= Edinburgh Opera Company =

Edinburgh Opera Company was an opera company that existed in Edinburgh during the 20th century from around 1919 until the 1970s. It performed in theaters such as The Gateway Theatre, the Royal Lyceum Theatre and the King's Theatre, Edinburgh.

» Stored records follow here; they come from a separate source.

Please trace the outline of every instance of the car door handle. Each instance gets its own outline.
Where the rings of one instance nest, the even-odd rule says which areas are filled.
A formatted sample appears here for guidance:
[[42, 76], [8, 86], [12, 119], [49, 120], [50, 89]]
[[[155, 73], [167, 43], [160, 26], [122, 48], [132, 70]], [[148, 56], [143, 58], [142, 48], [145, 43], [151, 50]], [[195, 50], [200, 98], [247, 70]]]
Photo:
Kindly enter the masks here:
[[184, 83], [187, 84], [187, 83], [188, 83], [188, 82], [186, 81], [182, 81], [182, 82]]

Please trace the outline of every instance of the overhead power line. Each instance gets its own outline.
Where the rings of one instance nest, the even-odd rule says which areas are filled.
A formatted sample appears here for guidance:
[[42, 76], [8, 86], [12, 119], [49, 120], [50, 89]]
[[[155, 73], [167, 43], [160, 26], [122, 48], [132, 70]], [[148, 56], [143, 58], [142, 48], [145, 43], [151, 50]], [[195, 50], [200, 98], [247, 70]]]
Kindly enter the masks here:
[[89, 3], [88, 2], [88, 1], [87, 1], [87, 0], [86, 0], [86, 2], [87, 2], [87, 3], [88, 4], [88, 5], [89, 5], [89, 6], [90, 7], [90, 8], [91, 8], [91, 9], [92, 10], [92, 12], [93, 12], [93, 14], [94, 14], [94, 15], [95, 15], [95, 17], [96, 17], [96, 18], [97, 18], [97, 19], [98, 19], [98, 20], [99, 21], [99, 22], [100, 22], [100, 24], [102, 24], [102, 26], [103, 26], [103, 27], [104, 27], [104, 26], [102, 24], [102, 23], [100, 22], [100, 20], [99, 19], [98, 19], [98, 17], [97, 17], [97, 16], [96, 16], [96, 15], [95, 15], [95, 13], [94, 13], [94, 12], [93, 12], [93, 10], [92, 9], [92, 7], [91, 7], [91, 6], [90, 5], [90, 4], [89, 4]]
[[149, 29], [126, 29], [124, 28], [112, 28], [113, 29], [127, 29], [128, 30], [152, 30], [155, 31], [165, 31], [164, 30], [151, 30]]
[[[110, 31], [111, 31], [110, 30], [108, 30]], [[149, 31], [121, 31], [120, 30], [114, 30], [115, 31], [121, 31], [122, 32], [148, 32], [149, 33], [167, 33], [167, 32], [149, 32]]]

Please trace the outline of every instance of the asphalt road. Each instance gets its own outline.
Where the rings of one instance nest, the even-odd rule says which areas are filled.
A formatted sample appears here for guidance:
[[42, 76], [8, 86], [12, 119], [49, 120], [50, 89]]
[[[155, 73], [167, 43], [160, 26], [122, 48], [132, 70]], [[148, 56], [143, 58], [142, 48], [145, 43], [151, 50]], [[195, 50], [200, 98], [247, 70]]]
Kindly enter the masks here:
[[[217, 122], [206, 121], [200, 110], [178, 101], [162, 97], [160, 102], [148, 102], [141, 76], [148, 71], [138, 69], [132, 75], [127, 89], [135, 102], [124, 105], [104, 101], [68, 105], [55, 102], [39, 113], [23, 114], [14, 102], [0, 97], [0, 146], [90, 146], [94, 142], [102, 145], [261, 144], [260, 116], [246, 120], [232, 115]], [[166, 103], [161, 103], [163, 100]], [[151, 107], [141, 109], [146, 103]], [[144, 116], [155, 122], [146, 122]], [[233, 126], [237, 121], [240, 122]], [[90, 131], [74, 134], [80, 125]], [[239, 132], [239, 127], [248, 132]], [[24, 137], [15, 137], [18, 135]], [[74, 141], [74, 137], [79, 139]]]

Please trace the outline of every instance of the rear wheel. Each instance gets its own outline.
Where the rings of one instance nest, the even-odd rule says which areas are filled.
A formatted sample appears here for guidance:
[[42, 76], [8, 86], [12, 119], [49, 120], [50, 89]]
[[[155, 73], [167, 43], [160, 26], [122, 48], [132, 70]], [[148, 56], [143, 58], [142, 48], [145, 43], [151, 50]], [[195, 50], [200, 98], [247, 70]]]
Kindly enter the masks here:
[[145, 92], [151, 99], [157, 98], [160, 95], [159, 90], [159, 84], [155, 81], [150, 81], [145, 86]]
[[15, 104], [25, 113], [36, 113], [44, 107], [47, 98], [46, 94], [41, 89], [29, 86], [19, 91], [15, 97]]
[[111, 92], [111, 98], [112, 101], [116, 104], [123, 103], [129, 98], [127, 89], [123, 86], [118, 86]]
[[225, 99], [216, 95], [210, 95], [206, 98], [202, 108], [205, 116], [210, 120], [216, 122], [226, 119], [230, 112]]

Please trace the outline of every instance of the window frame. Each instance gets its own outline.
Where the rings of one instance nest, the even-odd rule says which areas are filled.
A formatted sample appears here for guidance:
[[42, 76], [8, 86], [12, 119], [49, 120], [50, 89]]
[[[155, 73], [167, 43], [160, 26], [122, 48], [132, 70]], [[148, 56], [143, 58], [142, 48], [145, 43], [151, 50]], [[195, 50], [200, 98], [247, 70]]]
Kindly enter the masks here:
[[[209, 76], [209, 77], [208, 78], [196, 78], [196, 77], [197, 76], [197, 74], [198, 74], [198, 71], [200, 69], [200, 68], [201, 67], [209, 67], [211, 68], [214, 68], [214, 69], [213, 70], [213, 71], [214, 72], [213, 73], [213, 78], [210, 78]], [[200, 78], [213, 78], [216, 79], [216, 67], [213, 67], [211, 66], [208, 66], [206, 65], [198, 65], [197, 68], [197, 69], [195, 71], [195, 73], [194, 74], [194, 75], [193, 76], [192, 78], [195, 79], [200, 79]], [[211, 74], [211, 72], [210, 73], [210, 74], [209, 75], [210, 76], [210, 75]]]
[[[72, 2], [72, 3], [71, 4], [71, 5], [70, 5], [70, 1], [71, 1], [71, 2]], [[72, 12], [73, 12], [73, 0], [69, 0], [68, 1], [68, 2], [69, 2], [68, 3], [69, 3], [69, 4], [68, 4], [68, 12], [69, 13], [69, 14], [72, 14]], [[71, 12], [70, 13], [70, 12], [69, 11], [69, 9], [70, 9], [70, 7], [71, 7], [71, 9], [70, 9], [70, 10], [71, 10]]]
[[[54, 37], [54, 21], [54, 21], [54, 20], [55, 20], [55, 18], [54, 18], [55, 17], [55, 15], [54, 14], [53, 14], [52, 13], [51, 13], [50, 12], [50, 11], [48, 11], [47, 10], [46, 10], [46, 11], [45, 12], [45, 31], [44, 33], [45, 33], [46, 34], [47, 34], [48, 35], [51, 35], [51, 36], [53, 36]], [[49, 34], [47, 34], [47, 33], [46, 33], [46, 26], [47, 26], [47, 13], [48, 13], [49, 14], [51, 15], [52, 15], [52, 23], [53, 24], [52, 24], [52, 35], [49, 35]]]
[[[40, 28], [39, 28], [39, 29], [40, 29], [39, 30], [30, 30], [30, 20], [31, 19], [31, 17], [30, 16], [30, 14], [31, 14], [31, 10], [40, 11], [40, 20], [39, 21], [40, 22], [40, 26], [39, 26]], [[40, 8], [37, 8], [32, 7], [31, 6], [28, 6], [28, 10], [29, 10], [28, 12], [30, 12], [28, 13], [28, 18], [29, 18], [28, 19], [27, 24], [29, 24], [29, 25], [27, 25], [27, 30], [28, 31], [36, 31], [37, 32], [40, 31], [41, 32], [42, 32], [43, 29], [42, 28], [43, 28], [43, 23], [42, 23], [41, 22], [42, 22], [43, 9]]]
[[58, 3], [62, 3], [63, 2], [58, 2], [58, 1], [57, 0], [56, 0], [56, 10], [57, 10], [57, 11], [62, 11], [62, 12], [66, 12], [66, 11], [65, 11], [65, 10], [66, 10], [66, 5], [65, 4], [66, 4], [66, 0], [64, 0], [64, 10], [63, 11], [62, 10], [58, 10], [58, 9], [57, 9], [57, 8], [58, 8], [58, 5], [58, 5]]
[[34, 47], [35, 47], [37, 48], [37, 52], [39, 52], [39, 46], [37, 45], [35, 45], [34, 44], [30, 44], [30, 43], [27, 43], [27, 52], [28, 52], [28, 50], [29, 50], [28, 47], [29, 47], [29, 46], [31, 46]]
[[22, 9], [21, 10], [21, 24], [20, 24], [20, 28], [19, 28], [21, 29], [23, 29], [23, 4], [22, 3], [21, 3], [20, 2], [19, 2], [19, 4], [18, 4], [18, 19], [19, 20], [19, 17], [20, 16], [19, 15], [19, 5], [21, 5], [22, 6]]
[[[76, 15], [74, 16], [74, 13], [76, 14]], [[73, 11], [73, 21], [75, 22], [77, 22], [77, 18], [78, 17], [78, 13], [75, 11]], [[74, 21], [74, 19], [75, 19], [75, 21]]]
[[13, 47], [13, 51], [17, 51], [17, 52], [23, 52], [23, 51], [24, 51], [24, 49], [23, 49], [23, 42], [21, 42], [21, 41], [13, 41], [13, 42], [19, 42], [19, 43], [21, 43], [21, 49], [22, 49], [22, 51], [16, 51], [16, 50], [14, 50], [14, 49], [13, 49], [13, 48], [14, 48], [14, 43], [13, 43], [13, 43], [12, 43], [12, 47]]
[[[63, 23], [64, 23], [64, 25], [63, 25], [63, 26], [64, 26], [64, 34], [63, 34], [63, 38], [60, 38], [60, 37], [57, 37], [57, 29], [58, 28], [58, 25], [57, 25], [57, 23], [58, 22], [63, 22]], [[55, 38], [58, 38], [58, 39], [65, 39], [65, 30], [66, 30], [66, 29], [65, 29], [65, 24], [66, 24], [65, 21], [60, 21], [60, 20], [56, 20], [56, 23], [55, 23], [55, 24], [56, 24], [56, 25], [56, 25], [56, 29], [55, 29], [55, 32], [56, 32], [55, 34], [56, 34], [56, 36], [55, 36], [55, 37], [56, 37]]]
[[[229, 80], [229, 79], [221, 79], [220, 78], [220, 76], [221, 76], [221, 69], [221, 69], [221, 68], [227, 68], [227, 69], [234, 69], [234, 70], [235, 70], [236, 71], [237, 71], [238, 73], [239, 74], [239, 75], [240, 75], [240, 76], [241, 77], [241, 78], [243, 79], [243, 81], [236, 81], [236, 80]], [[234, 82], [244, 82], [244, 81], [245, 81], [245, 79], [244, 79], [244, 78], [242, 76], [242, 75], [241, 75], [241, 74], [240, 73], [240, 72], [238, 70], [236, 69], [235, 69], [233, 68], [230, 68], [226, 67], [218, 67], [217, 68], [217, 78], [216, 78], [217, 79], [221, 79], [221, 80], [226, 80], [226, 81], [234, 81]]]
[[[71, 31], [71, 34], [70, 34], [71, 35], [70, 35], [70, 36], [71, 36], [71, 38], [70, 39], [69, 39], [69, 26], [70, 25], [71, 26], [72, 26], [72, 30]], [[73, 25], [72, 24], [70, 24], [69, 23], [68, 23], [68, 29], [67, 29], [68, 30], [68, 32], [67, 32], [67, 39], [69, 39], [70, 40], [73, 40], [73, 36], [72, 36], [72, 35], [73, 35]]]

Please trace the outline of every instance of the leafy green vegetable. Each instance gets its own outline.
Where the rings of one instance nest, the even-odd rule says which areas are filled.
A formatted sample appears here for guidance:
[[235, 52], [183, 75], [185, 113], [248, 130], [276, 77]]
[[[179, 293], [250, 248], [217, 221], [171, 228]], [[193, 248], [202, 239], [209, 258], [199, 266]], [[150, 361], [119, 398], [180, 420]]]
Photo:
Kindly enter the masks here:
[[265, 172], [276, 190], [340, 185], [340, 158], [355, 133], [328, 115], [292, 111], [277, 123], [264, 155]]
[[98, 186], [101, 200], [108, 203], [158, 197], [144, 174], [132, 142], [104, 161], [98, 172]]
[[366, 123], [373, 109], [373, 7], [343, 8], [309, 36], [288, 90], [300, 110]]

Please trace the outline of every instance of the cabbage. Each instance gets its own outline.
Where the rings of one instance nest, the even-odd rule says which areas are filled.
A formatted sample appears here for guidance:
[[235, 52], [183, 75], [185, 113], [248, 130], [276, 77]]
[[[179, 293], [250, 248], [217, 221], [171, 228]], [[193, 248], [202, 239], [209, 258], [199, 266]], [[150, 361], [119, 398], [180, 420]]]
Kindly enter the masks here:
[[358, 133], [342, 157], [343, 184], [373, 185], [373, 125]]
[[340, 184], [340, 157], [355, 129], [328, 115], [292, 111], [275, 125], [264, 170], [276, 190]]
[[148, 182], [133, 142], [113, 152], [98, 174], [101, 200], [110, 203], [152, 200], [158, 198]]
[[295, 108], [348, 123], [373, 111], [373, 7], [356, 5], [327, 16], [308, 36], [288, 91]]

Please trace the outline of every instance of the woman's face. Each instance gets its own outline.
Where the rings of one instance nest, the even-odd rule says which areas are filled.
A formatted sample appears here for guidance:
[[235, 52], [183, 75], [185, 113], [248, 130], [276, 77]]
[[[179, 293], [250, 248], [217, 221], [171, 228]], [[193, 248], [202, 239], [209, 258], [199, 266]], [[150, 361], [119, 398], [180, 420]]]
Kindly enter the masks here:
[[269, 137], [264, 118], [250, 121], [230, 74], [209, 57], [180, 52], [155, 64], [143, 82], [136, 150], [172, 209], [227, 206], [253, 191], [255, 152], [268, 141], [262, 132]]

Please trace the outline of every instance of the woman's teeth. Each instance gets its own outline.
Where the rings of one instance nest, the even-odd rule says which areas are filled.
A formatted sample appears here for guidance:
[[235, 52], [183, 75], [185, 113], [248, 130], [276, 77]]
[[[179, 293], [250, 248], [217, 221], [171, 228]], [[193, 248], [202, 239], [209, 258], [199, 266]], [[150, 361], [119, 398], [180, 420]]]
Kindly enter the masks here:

One of its soloists was Canadian tenor Emanual Christian Hedmont who also produced Edinburgh Opera Company's shows in 1922 at the King's Theatre and at the Royal Lyceum Theatre in 1923.

==Performances==
Performances included Cavalleria Rusticana, Daughter of the Regiment, Il trovatore (King's Theatre 1922); Verdi's Ernani (Royal Lyceum Theatre 14, 16, 18 May 1923), Meyerbeer's The Huguenots (Royal Lyceum Theatre 15, 17, 19 May 1923); Bohemian Girl, Cavalleria Rusticana, Trial by Jury and The Jolly Beggers (Royal Lyceum, 1931); Yeoman of the Guard, Jeannie Deans (King's Theatre 1934); Orpheus (Gateway Theatre 1958); Faust (Gateway Theatre 1959); Semele (Gateway Theatre 1960); Der Freischutz (Gateway Theatre 1961); L'elisir d’amore (Gateway Theatre 1962); The Bartered Bride (Gateway Theatre 1963); Flying Dutchman (Royal Lyceum Theatre 1979).